Despues de la destruccion de la gruta, aquel nuevo golpe a la tierra de Speranza terminaba de romper los ultimos lazos que vinculaban a Robinson con su antiguo fundamento. Ahora flotaba, libre y asustado, solo con Viernes. Ya no iba a soltar nunca a aquella mano morena que habia agarrado la suya para salvarle en el momento en que el arbol naufragaba en la noche.
La libertad de Viernes -en la que Robinson comenzo a iniciarse a partir de los dias siguientes- no era mas que la negacion del orden, borrado de la superficie de la isla a causa de la explosion. Robinson conocia suficientemente bien, por el recuerdo de sus primeros dias en Speranza, lo que era una vida desamparada, a la deriva y sometida a todos los impulsos del capricho y a todas las caidas del desfallecimiento, y por eso presentia que debia existir una oculta unidad, un principio implicito en el comportamiento de su companero.

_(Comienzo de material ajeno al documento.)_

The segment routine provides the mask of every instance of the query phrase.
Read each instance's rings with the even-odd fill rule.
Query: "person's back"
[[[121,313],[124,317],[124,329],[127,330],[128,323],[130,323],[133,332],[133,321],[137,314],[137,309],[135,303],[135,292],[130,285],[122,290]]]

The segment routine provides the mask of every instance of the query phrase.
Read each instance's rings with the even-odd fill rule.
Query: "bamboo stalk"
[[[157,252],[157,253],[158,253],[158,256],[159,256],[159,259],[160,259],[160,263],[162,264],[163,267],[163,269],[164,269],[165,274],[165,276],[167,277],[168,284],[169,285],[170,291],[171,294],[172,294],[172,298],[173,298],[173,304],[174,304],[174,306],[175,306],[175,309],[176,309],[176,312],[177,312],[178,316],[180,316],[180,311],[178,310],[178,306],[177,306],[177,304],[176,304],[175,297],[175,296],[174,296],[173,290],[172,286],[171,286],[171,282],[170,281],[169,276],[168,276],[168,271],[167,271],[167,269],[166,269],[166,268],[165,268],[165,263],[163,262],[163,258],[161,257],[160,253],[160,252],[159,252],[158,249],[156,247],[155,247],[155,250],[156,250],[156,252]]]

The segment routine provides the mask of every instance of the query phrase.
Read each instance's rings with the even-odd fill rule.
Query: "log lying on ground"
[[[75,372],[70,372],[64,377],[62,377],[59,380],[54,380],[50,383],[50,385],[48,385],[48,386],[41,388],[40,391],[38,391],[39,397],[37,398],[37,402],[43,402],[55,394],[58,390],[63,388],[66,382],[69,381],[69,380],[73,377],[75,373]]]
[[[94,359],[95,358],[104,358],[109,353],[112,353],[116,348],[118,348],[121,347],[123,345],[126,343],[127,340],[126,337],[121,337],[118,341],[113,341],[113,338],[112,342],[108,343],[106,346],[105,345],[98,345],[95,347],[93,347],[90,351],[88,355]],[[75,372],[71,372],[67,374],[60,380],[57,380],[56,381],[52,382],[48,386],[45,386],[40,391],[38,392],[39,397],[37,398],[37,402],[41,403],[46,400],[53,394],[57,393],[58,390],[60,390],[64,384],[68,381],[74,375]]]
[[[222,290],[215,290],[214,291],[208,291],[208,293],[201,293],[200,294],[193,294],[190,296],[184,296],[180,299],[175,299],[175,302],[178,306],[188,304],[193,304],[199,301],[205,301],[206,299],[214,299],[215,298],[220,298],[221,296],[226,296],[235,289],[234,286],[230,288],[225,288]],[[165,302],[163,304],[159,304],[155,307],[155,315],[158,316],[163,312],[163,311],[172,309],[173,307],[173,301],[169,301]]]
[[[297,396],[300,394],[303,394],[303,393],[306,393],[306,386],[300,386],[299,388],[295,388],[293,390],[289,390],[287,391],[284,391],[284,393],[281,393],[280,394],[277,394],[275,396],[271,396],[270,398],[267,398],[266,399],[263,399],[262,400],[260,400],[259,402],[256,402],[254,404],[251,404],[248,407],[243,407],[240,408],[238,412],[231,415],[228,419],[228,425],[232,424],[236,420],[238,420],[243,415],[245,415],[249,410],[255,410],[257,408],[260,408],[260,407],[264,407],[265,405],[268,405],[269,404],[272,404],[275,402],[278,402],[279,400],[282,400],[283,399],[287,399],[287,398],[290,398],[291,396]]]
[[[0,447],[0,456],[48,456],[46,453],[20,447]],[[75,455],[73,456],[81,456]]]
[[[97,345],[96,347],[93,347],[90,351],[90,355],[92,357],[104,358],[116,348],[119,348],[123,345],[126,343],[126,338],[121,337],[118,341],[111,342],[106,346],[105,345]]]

Viernes no trabajaba, en el sentido real del termino, nunca. Como ignoraba cualquier nocion de pasado y de futuro, vivia inmerso en el instante presente. Pasaba dias enteros en una hamaca de lianas trenzadas que habia tendido entre dos pimenteros y desde la cual derribaba con su cerbatana a los pajaros que venian a posarse en las ramas, enganados por su inmovilidad. Por la tarde, arrojaba el producto de su indolente caza a los pies de Robinson, que no se preguntaba ya si aquel gesto era el del perro fiel que trae algo a su amo o, por el contrario, el de un amo tan imperioso que ni siquiera se dignaba expresar sus ordenes. La verdad era que habia superado en sus relaciones con Viernes aquel nivel de mezquinas alternativas. Le observaba con pasion, atento a la vez a las acciones y a los gestos de su companero y observaba tambien la reaccion que producian en si mismo, porque estaban produciendo una metamorfosis que le trastornaba.